Los demoledores datos fueron oficializados por el presidente del Parlamento venezolano, Jorge Rodríguez, a través de una cadena nacional transmitida por la señal del canal estatal Venezolana de Televisión (VTV). Rodríguez evitó entregar un número cerrado respecto al total de personas desaparecidas que aún son buscadas activamente bajo las losas de concreto por las brigadas de rescate nacionales e internacionales, concentrándose en el balance de pérdidas humanas y materiales ya ratificadas por los comités de emergencia en el terreno.
La crisis humanitaria se ve severamente agravada por la inestabilidad de los suelos. Desde que el pasado miércoles se registraran los dos sismos principales de magnitud 7,2 y 7,5 $\text{M}_\text{w}$, los sismógrafos locales e internacionales han contabilizado un total de 609 réplicas.
La última de ellas se registró durante la mañana de ayer, inyectando pánico en las familias que acampan en los espacios públicos:
Discrepancia Técnica: El legislador Jorge Rodríguez indicó que el movimiento telúrico matinal alcanzó una magnitud de 4,2; sin embargo, el Servicio Geológico de Estados Unidos (USGS) corrigió la cifra al alza, estableciendo que la réplica fue de magnitud 4,6.
Balance de Estructuras: “Esta réplica fue sentida con fuerza por la población y generó cierta zozobra en los campamentos, pero debemos dar la tranquilidad de que no provocó nuevos colapsos ni afectaciones estructurales”, apuntó Rodríguez.
El catastro técnico de la catástrofe ya registra un total de 15.866 personas damnificadas y 855 edificios con daños severos de consideración, de los cuales exactamente 189 sufrieron un colapso total.
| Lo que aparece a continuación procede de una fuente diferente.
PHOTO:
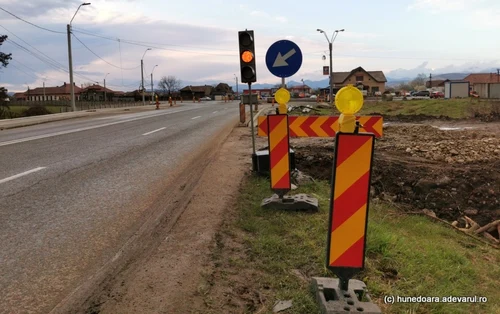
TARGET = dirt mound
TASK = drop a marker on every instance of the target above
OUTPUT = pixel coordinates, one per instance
(455, 146)
(452, 173)
(412, 118)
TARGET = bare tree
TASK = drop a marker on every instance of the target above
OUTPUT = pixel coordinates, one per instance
(419, 80)
(169, 84)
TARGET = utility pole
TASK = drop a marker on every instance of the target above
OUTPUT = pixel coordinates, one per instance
(142, 85)
(70, 58)
(152, 90)
(142, 76)
(236, 78)
(105, 95)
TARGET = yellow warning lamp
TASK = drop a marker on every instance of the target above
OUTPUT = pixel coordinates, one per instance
(247, 56)
(349, 100)
(282, 97)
Con estos números, el sismo se corona como el más mortífero en la historia contemporánea de Venezuela, superando con creces el hito de julio de 1967 cerca de Caracas, donde fallecieron 245 personas. La zona más afectada es el estado costero de La Guaira, una región históricamente vulnerable que ya sufrió la tragedia de un megadeslave de barro en el año 1999.
Frente al pool de familias que perdieron la totalidad de sus enseres, el jefe del Parlamento confirmó que en el estado de La Guaira se han habilitado 15 "grandes refugios" oficiales, sumados a albergues de menor escala implementados de urgencia en escuelas públicas. En tanto, en el casco urbano de Caracas ya operan 50 campamentos provisionales provistos de carpas, cocinas de campaña y asistencia sanitaria primaria.
Por su parte, la presidenta encargada de Venezuela, Delcy Rodríguez, anunció un paquete de medidas de excepción que incluye la creación inmediata de una comisión técnica para inspeccionar la habitabilidad de los miles de hogares dañados y alargó por una semana completa la suspensión total de las clases en todos los niveles educativos de los siete estados afectados.
En paralelo, mientras los rescatistas extranjeros —incluidos los contingentes enviados desde Chile— continúan desafiando los plazos biológicos para extraer sobrevivientes de las estructuras colapsadas, los residentes de los sectores más apartados de La Guaira han comenzado a levantar barricadas y denuncias públicas ante los medios internacionales, acusando una severa discriminación y retraso en la llegada de agua potable, alimentos y maquinaria pesada a los barrios periféricos de la costa.